Putting rubber outer sole on top of leather sole was new for our artisans. The idea was, therefore, not well-received at first. It took them some time to digest it. After convincing them that it is what our customers want and will make them happier, we sat down with a few subject matter experts and started devising a way for it. It was clear to begin with that we needed to acquire rubber which must be soft and a bit rough on one side so it can grip better when pasted over leather.
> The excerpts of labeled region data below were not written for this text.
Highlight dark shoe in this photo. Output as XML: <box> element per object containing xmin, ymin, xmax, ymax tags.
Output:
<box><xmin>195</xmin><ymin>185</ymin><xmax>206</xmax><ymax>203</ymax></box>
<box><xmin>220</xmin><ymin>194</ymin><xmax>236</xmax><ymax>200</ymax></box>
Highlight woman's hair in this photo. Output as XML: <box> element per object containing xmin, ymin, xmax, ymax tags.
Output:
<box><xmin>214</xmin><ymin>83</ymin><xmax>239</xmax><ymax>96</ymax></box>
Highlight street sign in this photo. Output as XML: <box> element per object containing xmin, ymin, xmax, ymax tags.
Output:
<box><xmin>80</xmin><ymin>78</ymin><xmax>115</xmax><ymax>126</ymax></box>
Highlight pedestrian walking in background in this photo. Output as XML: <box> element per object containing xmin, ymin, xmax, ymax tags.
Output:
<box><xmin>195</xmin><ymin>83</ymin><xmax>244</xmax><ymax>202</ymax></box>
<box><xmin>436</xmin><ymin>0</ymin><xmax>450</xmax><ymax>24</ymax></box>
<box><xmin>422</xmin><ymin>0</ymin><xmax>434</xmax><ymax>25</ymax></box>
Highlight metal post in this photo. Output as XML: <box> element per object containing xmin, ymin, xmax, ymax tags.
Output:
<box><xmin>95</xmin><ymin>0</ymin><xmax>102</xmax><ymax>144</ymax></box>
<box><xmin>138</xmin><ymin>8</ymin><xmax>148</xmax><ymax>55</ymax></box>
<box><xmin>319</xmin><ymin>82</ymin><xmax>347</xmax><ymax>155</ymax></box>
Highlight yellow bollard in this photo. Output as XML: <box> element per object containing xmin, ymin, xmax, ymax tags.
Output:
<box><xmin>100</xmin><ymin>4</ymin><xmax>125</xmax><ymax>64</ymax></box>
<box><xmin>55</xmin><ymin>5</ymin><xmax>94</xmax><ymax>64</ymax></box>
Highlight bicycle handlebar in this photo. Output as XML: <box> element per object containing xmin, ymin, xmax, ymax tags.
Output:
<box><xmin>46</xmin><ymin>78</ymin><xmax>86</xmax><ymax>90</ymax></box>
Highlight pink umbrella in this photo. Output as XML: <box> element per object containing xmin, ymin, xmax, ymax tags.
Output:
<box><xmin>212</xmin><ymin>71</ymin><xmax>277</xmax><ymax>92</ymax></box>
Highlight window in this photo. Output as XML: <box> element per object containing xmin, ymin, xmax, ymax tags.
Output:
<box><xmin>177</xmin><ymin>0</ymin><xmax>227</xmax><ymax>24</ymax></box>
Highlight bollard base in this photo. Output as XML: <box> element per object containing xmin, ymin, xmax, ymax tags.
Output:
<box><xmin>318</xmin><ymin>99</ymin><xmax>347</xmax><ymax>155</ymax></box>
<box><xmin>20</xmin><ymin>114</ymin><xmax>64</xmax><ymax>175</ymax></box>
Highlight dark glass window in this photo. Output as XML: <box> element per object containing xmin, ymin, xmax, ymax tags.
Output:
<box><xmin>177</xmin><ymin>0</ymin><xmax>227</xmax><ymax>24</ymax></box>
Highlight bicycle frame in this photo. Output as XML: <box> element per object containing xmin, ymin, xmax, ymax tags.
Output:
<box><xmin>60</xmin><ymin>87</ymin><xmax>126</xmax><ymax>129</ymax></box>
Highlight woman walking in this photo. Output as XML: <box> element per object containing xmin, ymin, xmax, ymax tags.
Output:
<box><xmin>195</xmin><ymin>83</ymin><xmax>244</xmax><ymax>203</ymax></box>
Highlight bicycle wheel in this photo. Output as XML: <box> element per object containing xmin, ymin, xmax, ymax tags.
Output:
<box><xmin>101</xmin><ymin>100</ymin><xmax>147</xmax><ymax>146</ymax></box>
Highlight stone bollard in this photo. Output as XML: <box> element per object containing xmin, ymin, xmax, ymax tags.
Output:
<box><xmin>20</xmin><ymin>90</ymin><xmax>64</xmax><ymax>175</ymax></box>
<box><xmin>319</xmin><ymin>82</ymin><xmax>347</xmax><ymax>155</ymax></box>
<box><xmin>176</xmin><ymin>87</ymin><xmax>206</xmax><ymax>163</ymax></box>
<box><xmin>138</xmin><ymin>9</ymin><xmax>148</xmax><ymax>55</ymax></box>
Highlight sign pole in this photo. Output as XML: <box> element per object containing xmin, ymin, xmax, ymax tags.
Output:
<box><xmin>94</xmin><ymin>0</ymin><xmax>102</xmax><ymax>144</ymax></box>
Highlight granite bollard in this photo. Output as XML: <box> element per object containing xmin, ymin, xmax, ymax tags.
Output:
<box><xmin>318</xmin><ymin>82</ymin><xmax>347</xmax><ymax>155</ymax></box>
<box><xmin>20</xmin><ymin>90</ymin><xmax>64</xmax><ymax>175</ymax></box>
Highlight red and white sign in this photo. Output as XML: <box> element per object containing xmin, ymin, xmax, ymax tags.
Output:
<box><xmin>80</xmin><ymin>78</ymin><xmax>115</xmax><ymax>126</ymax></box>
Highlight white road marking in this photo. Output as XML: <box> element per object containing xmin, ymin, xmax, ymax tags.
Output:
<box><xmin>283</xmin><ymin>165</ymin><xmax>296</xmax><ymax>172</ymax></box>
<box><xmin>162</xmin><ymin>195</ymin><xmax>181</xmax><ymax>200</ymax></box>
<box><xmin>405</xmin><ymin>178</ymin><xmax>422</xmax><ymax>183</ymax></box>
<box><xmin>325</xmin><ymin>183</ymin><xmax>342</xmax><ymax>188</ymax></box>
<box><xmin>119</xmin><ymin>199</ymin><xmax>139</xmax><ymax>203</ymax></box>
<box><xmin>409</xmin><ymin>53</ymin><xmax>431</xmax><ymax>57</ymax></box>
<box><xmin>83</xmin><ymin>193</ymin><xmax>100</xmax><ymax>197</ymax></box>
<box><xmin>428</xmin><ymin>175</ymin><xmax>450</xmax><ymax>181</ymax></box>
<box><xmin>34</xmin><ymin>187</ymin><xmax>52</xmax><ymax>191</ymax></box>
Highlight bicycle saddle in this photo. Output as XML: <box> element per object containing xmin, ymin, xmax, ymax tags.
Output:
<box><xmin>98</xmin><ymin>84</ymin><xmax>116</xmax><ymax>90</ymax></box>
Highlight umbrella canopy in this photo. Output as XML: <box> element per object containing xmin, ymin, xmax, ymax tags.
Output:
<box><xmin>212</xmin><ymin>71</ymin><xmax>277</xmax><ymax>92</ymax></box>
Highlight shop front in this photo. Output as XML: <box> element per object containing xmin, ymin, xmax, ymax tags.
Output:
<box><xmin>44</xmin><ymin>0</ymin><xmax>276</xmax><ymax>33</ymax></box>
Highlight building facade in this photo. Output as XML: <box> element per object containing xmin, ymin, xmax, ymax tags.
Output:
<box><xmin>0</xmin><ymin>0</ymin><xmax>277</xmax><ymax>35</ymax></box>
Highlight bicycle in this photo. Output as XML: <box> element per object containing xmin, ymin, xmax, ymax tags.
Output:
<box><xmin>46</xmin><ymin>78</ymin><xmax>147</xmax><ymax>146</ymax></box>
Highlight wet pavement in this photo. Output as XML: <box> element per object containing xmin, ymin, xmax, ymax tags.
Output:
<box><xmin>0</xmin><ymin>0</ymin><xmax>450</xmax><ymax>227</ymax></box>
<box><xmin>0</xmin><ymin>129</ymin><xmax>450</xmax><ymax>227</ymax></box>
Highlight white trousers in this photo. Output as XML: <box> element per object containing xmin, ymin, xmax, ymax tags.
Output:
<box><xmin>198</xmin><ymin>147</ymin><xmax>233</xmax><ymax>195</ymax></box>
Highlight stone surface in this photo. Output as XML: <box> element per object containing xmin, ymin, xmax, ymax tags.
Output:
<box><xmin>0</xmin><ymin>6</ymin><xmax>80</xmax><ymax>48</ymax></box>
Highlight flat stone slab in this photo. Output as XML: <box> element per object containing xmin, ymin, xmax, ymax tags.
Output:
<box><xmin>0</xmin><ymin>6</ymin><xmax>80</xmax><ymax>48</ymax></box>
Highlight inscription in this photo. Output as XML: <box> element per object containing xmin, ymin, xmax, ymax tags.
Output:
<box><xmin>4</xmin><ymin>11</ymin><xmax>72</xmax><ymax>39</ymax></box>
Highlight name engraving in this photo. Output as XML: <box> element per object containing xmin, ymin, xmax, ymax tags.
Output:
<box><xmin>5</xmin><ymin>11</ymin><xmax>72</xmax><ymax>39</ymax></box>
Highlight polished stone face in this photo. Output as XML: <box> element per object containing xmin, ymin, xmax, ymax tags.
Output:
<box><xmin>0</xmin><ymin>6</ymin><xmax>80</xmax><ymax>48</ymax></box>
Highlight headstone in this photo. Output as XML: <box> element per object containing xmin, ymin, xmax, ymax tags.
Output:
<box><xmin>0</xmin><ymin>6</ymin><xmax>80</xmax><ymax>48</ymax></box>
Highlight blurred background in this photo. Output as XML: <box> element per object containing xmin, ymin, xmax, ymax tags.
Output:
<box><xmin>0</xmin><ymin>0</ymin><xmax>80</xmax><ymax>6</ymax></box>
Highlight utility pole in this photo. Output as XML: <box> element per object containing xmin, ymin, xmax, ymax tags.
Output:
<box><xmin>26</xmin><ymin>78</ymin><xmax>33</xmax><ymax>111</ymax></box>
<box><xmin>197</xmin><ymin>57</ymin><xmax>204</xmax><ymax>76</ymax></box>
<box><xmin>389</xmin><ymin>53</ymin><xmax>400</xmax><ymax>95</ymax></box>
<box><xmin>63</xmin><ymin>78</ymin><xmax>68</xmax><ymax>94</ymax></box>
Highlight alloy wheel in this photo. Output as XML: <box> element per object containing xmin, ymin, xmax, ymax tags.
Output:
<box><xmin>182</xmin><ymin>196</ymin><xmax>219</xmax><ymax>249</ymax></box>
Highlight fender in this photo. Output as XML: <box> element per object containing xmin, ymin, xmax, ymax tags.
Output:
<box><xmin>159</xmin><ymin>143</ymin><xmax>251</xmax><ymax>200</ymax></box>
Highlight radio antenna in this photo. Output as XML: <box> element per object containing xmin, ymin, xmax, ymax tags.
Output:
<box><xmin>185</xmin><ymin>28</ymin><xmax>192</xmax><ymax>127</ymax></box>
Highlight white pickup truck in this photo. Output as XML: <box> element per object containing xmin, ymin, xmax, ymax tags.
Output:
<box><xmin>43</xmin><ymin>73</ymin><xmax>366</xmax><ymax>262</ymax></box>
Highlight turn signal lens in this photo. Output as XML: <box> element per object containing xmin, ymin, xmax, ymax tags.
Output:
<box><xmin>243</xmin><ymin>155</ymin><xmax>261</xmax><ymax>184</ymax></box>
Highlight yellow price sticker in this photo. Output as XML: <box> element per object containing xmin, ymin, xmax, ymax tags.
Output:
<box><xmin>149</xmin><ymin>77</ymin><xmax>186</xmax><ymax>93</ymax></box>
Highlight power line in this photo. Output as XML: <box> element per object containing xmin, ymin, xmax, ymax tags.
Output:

The next day, I hit the road to Shah Alam market in Lahore which is considered the biggest market for raw materials in Pakistan. We needed a rubber which was neither that cheap nor too costly and at the same time had the right thickness and the right kind of softness to hold onto the glue. I bought three different kinds of rubber sheets with varying softness and thickness. The idea was to prepare different samples out of them. We did around six samplings, applying different kinds of rubber soles with different widths onto different kinds of leather outer soles. In the end, we analyzed the samples and chose the one that produced the best results.
During our sampling, we observed that smoother rubber surface produced a weaker grip on the leather sole. So to make the grip stronger we first decided to roughen the rubber surface with a sandpaper. Glue was then applied on both surfaces and left to dry for some time. Once the glue dried, the surfaces were heated up a bit to help the glue bond better. Both surfaces were then pasted and hammered together to ensure a strong bond. As a last step, the final sole was cleaned up in order to give it a neat and finished look.
Another option, we considered initially, was to stitch the rubber sole to leather, but we eventually decided against it. The hand stitch would very likely tear the soft rubber surface, and if we used hard rubber instead, then the stitches would result in cracks on the rubber. Below videos show how we applied rubber sole during our sampling. The method is very raw and manual, but for our production purposes, we plan to automate some of these steps. This will help artisans save their time and will also make the process less error prone.